まず、それぞれがどういうことに興味があるか、テーマとしたいかを発表しあった後、5人ずつのグループに分かれ、「協力の四角形」のアクティビティを行いました。これは、参加者5人それぞれが数枚の平面図形を渡され、お互いにしゃべることなく、部品を交換し、5人とも同じ図形を完成させる、というものです。交換の際には参加者間での直接のやり取りは認められておらず、自分が不要なものをグループの中央に置き、必要と思われるものを中央からもらわなければいけない、という条件も課されています。
図形が比較的早く成功したグループと、なかなか形にならなかったグループがあり、その理由を考えます。できなかった理由には「(こういう形になるのではという)思い込みを崩せなかった」という意見が挙がっており、早くできた理由としては「周りを見るようにした」というのが挙がっていました。また「話して伝えられないもどかしさ」も出されていました。全体での振り返りでは、「ひとつのアイディアに固執すると進まない」「(参加者間で)定義がそれぞれ違う」「周りを見るべき」といったことが挙がりました。
次いで「月で遭難したら」というアクティビティを行いました。宇宙船が月面に緊急着陸し、生き残るために母船にたどりつかなければなりません。そのために必要なものを、与えられた15品の中から順位付けしていくというものです。最初は個人で、次にグループで相談しながら順位付けを行いました。NASAが出しているという「正解」と比べたところ、多くの人は、相談した場合に、より正解に近い順位付けを行っていました。
そこで石川さんから、集団での討議によって、個々人の知見の最大値よりも優れた結果が導かれることが多い、という研究がなされている、という指摘がなされ、共働学習の価値が説かれました。
3番目と4番目のアクティビティは、合意形成のアクティビティでした。携帯電話や優先席での居座りなど、車内での迷惑行為にグループで順位をつけるものと、日本全国の自販機の台数を推測するものです。しかし、そこには仕掛けがあり、何人かの参加者には、議論をかきまぜたり、円滑にしたり、という役割が前もって与えられました。

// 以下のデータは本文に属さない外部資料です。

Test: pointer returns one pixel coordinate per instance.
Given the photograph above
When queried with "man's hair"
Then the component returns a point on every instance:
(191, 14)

自説にこだわり続ける参加者の配置されたグループで、話し合いが険悪になったという意見が出された一方で、妥協しない人のおかげで、かえって早く意見がまとまった、というグループもありました。それに対しては、それぞれの議題は内容が異なるので、影響の与えられ方が違うのではないか、という意見が出されました。
(2日目)
≪他者理解のワーク≫
講義の最初に,先日配布された「他者理解のためのキーワード」が書かれたカードについて触れる。(一人2枚のカードを受け取り、両方に、自分が合宿中に他者理解に向けて目指したい目標について書き、1枚は、他の人とシャッフルして交換。自分の目標と他の人の目標の2つを持って合宿を過ごそうということになっていた)
それを昨日の夜到着した方に記入してもらっている間、朝ワークについての説明を参加者にしてもらう。-「秋」にまつわるものをみつけ,色鉛筆でその絵を描くというワーク。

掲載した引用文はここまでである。